Verizon’s 2017 Data Breach Digest report, released here at the massive RSA security conference in San Fransisco on Tuesday, contains 16 sanitized and anonymized case studies investigated by its Research, Investigations, Solutions and Knowledge, or RISK, team over the last year.
“It’s a way of getting across the reality of data breaches,” said Bryan Sartin, executive director of Verizon Global Security Services. “The entries are written by key players at our client [companies], so it also gives you a little bit of the human dimension … what it’s like to be at the center of an incident,” Sartin told CyberScoop during a brief interview at the Verizon booth.
The company says that to preserve the anonymity of its clients, the report modifies or excludes “certain details of each real-world situation including changing names [and] geographic locations.”
The case-study code-named Panda Monium describes an incident at a university whose IT security staff suddenly found the network slowed to a crawl by a massive number of Domain Name System lookups. DNS translates written internet addresses — like www.CyberScoop.com, for instance — into the numeric IP addresses that computers use to find websites.
The university’s DNS servers were, it turned out, being overloaded by more than 5,000 connected Internet of Things devices, that were sending address lookups every 15 minutes for seafood restaurants — overwhelming them with requests so that real users couldn’t connect to the websites they were trying to reach.
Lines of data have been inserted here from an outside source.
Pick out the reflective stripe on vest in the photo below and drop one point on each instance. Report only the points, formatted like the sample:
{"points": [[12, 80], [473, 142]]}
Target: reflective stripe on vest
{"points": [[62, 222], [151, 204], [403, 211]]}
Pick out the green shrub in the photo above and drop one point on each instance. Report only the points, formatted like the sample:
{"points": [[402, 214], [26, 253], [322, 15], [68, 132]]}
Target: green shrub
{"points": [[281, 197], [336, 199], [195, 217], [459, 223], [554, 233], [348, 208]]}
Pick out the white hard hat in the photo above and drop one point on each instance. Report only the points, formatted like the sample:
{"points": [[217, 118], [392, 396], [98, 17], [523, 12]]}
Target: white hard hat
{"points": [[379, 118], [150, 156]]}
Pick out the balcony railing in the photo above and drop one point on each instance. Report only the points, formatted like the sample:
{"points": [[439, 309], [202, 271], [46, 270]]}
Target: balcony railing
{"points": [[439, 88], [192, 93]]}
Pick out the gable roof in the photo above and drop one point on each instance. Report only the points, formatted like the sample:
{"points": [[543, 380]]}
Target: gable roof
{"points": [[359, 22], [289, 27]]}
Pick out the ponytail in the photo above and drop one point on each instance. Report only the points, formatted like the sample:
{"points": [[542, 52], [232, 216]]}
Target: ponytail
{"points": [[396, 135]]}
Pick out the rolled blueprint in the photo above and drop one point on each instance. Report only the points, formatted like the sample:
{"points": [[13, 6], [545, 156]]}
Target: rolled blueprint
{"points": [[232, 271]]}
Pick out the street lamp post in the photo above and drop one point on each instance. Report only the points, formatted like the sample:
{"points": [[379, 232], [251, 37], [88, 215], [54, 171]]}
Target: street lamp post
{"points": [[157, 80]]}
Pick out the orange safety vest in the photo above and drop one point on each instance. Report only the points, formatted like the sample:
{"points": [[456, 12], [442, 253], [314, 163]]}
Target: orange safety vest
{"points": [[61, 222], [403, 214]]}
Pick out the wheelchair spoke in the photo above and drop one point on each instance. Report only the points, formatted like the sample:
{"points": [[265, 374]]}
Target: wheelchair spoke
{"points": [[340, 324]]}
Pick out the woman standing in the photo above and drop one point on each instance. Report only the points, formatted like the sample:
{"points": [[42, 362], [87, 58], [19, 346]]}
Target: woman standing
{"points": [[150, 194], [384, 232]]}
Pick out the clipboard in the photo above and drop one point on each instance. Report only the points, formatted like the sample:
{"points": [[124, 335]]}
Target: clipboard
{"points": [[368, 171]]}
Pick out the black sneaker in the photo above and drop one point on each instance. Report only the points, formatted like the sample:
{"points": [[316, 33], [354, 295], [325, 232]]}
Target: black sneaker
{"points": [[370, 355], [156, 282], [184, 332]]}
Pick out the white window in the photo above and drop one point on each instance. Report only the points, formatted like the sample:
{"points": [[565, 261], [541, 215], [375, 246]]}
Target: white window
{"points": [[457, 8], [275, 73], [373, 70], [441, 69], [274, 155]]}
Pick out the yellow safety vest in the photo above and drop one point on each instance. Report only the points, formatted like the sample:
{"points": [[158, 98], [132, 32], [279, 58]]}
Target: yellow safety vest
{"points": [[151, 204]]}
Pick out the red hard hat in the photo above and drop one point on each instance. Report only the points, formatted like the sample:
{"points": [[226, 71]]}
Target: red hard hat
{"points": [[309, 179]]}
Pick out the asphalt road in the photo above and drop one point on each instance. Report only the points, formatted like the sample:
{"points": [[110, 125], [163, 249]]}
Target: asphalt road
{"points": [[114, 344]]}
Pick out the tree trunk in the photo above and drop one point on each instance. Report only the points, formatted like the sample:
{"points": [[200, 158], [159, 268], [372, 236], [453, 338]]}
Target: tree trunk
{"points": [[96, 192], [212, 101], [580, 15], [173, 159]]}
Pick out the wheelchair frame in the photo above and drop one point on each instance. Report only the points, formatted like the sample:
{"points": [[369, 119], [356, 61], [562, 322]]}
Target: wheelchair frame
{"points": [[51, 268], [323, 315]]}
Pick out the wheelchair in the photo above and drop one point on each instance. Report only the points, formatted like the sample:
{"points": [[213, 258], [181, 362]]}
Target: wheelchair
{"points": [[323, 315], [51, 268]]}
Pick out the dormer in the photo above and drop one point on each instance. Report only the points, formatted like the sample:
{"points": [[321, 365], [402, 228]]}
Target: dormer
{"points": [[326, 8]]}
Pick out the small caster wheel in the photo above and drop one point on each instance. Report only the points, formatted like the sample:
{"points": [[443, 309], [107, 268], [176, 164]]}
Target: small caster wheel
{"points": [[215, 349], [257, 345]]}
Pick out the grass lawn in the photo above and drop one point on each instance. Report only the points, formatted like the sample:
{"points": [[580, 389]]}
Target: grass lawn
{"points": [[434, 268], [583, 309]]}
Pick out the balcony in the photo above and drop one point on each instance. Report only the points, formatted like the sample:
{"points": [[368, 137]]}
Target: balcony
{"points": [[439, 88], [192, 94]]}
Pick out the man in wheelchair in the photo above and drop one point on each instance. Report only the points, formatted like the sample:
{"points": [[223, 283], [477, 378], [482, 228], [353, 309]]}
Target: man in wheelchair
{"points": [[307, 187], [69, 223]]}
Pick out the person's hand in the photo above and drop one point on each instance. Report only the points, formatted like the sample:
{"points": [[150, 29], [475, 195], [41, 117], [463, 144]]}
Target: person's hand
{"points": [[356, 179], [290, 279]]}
“This was a network effectively carrying out a [Distributed Denial of Service, or] DDoS attack against itself,” said Jason Street of security firm Pwnie Express.
The IoT devices had been infected by malicious software that guessed weak or default passwords, installed itself on the device, and then changed the password — effectively locking out the IT department.
“This was a mess,” wrote the university’s IT security incident commander. “Short of replacing every soda machine and lamp-post, I was at a loss as to how to remediate the situation.”
Fortunately, the new passwords the malware programmed into the devices were communicated unencrypted with the malware’s command and control infrastructure, and the university’s IT security staff were able to recover it through scanning their network traffic and then use the new password to regain control of the infected devices.
In many enterprises, explained Pwnie Express CEO Paul Paget, the IT department has little control over or even visibility into, connected IoT devices. Their security is notoriously poor, in part because manufacturers certainly can’t be relied upon to build them securely.
And because these devices are inside the firewall — the virtual barrier around the enterprise’s network — blocking the attacks can be very hard.
“Can you imagine how such an attack might affect a major corporation?” he asked CyberScoop during an interview, “What would happen if they can’t use the internet, can’t send email?”
“It’s not theoretical,” he added, “This is happening more and more. We see it with our customers all the time.”